Guitar,
In general I agree w/ you. If you are a professional, there is no excuse to risk your livelihood and reputation over stealing. I have the same kind of arguement w/ my wife when PBS uses Doris Keerns Goodwin, a known plagierist. Why would you use her, when their are plenty of untainted historians sitting around colleges? She only got my complaint when I asked her if her boss, a Nobel-prize winning biologist, would hire a plagerist in his lab.
However, if you are a home recordists and put a .. borrowed .... drum hit or guitar lick in a song on Soundclick, the chances of anyone hearing it other than your mother is slim. And even if an industry insider hears it and recognises the lick, what are the damages that you can be sued for? 1 download and a hundred listens at the mechanical rate comes out to @ $10. As a professional that would be stupid, but for the home artists very little chance of getting caught. It is more like speeding rather than hit and run. Doing such only self-identifies you as a non-professional "artist" at best.

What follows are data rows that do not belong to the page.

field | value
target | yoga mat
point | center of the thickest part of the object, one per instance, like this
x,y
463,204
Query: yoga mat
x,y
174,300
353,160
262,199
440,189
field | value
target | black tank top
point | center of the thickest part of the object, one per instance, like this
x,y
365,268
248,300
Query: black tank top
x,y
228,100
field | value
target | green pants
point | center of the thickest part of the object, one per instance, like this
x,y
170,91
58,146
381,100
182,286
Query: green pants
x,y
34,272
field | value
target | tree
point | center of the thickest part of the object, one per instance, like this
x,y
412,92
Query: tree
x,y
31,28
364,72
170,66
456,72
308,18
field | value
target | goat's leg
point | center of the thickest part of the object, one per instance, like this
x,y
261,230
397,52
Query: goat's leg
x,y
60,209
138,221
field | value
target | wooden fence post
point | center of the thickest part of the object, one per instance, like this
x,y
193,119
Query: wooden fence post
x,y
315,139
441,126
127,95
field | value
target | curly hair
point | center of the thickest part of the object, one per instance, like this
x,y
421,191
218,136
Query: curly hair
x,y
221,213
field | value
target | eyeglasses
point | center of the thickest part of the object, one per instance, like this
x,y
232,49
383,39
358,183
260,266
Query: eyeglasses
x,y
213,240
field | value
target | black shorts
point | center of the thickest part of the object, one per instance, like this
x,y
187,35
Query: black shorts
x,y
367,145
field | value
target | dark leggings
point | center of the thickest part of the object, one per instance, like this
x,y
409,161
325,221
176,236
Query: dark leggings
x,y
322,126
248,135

But you bring up a good point - those engineers that will replicate a "sound" for you. Sweet work if you can get it, and I don't suppose there is much of that. SOS had a fun article about a guy that would rent the same studio and equipment that was used on the album that the sound came from. I can't imagine any musician being stupid enough to spend $10,000 for a drum beat, but more power to you if you have that kind of money to throw around for authenticity. Me, I'd prefer to keep the cash and get close enough, like the movie gig. We didn't sound anymore like Bob Wills than Beethoven, but it worked for the incidental music.